Publié le 3 Fév 2013

Sophie Solomon, ou le bel avenir du violon Klezmer.

La musique révèle encore des trésors insoupçonnés, un violon Klezmer inouï nous a réveillés de notre torpeur. Celui de l’incroyable Sophie Solomon …

SOLOMON

Comment un violon Klezmer peut-il nous faire autant d’effet et comment décrire un style si novateur ? Si l’on disait que son jeu exceptionnel nous fait dire à chaque fois : « si par un hasard des plus improbables, le grand Jimmy Hendrix s’était mis au violon plutôt qu’à la guitare électrique (dont il est devenu le maître incontesté), il aurait probablement joué comme Sophie Solomon ». Dans son premier album solo : Poison Sweet Madeira, la musique est intense, « Quand je joue, le violon est comme une extension de mon corps..C’est comme si un esprit prenait le dessus ». Cette affirmation rejoint la définition même de l’artiste véritable : celui qui offre aux autres l’instrument d’une expression. Qui fait de son instrument de musique le porte parole de son intimité la plus profonde. Un maître hassidique disait que la musique était « la plume de l’âme ».

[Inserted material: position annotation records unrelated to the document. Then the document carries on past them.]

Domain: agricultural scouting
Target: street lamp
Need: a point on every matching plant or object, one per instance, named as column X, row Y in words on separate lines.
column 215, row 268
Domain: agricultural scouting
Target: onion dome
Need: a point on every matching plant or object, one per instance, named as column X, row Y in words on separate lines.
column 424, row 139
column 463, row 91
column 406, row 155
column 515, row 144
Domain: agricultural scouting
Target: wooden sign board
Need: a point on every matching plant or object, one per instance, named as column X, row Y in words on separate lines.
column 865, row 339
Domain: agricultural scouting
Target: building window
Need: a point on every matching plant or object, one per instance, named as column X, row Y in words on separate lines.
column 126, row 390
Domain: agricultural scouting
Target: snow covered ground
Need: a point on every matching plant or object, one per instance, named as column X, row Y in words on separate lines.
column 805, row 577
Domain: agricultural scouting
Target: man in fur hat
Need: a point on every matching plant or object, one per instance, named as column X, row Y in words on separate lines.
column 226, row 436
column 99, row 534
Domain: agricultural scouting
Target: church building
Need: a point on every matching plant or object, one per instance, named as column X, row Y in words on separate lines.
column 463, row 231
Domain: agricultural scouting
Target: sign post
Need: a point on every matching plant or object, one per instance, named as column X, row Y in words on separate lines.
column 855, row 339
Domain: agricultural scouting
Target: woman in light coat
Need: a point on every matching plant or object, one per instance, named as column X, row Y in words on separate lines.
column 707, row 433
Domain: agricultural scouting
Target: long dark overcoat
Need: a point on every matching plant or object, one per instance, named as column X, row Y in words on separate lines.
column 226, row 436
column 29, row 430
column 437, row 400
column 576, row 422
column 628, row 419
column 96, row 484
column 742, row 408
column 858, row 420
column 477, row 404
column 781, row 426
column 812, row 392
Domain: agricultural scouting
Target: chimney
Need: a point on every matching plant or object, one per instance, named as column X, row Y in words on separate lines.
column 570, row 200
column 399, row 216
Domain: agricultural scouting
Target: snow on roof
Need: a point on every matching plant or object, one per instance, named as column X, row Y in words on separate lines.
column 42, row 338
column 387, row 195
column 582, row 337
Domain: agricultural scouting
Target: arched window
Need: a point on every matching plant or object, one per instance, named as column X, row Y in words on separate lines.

Mais ce qui nous plait tant chez la violoniste est son caractère iconoclaste, elle n’obéit pas aux conventions ni aux étiquettes. Une vraie rebelle de l’art musical. Qu’est-il vraiment de cet album ? Un disque classique, aux influences russes, d’Europe Centrale, Afrique du Nord, tzigane, tango ou Klezmer ? On en a la tête qui tourne, qui chavire de bonheur et la musique parle alors pour elle-même.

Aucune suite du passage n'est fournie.